As the family doctor might say, what seems to be the trouble? One of the difficulties, it seems to me, is lack of organization. This is a very self indulgent book, in the sense that the author tends to let himself go on the things that fascinate him at the expense of working in a disciplined way within a clear structure. For page after page after page, we get stories of life in pre-nineteenth century France, sometimes beautifully written and very often highly interesting in themselves. But in the end, the huge mass of detail becomes indigestible, and the constant repetition of the same message - that life for the French peasant was nasty, brutish and short - begins to numb the mind.
Related to this is the second problem (at least in the part of the book that I managed to get through) which is the author's unswerving determination to see French peasant life, especially in the centuries before the Revolution, as unutterably dreadful - peasants, he keeps on saying, lived profoundly ignorant lives in filthy dung-smelling, mud-infested villages that were almost totally cut off from the outside world.
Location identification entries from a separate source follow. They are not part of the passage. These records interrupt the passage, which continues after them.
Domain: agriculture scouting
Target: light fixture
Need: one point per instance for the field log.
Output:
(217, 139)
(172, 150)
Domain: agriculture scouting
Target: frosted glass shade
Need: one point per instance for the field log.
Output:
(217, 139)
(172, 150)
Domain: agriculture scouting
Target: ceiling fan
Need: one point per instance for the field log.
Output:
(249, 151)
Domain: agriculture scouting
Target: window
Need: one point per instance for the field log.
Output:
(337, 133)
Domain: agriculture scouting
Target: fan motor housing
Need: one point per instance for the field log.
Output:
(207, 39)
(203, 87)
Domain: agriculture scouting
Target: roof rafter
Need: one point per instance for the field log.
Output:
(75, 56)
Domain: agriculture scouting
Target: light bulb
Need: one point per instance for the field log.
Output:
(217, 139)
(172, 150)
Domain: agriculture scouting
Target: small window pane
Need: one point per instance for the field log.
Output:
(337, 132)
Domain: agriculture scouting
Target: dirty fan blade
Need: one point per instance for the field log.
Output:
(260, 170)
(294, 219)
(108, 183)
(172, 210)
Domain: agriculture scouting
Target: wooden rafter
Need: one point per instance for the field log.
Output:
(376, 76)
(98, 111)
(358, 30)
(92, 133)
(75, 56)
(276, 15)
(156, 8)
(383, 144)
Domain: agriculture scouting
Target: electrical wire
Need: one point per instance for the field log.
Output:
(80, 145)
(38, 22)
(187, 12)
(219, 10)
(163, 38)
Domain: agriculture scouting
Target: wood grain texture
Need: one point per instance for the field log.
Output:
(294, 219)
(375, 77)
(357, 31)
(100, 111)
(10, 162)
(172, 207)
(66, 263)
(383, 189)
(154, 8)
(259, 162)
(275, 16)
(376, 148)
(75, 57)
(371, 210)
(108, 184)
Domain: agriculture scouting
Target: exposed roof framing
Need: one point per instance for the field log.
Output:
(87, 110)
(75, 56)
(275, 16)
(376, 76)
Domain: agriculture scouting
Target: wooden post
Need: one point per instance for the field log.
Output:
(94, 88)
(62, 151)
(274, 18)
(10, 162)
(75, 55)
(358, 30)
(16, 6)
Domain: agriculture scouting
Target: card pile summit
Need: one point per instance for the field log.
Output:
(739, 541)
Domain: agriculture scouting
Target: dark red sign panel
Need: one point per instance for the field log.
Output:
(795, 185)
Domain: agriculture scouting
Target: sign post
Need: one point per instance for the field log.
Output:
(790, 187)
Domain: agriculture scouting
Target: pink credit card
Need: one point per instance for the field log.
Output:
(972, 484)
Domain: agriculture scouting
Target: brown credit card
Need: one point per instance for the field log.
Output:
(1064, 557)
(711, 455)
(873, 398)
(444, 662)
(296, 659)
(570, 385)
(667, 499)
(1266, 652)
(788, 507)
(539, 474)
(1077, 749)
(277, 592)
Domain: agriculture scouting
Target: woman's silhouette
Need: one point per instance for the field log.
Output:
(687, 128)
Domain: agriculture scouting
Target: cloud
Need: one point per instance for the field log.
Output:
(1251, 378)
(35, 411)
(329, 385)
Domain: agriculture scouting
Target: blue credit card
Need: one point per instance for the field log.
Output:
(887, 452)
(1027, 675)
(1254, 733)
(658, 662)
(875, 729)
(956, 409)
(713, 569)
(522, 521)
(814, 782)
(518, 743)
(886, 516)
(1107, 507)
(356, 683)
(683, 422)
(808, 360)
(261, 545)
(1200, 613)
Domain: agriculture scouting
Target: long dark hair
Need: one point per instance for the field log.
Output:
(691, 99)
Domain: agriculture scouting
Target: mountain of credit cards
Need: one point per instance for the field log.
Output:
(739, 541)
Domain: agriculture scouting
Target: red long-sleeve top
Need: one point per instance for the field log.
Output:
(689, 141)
Not until the coming of the railways and the canals did things take a turn for the better, but even then only very slowly and patchily.
My own perception of rural conditions in pre-Revolutionary France is based on the work of three writers: Emanuel Le Roy Ladourie, Georges Duby, and Paul Vidal de la Blache. In his classic village study Montaillou, Ladourie gave us a wonderful description of a pre-modern French rural community consisting of people who, unlike Robb's largely anonymous hovel-dwelling monsters, we can still relate to today. Georges Duby showed us that medieval peasant life was never static but changed all the time, and sometimes in quite important ways. Vidal de la Blache drew an affectionate picture of pre-modern France using the framework of the pays, regions that for him were much wider and more distinctive (and in some ways far more comprehensible) than those that concern Graham Robb.
Though I haven't read the whole of Robb's book, judging from the 140 pages that I have read, and from what I have sampled of the rest, I'd say that anyone in search of enlightenment on conditions in rural France in days gone by would be better off reading one or all of these authors rather than Robb. An unfair review? Yes, without a doubt. But anyone fighting a losing battle to make progress with this book might be reassured to know that they are not alone, and that newspaper book critics, dazzled by style, don't always get things right.
As a final point, I'd like to draw attention to a minor but extremely irritating feature of the book. The text of the paperback version is devoid of footnotes. At one time the footnotes must have been there alright - there are several pages that refer to them at the back of the book. But for some reason the publisher (or maybe the printer) has stripped the text pages of the actual numbers, and therefore we often have no means of knowing the provenance of a lot of what Graham Robb is telling us. A minor failing, I agree, but one that is somehow typical of this highly frustrating book.